The problem isn't that organizations invest in training. It's that they stop there, assuming that knowledge transfer equals behavior change. It doesn't. And the gap between knowing and doing is where most leadership development investments fail.


Training

What training does well (and where it falls short).

Training excels at transferring knowledge efficiently. A well-designed workshop can teach 50 managers a feedback framework in half a day. It creates shared language, establishes baseline competencies, and introduces new concepts at scale. Training is efficient, scalable, and relatively easy to measure.

Shared language. Training gives an entire leadership team common frameworks and vocabulary. When everyone learns the same feedback model or delegation framework, they can reference it in conversations, hold each other accountable, and build on it together.

Scalability. You can train 200 people in a week. You can't coach 200 people in a week. For baseline knowledge transfer, training is the most efficient delivery mechanism.

Compliance and process.

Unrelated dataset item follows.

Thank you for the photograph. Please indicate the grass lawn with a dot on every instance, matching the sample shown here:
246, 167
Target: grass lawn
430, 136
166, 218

Some things just need to be taught: new systems, legal requirements, company policies, safety procedures. Training is the right tool for standardized knowledge transfer.

Where it falls short

Where training falls short is in changing behavior. Knowing a feedback framework and actually giving difficult feedback are entirely different challenges. Training assumes that if people know what to do, they'll do it. Research shows that people forget 70% of what they learn within 24 hours without reinforcement. Training introduces skills. It doesn't build them.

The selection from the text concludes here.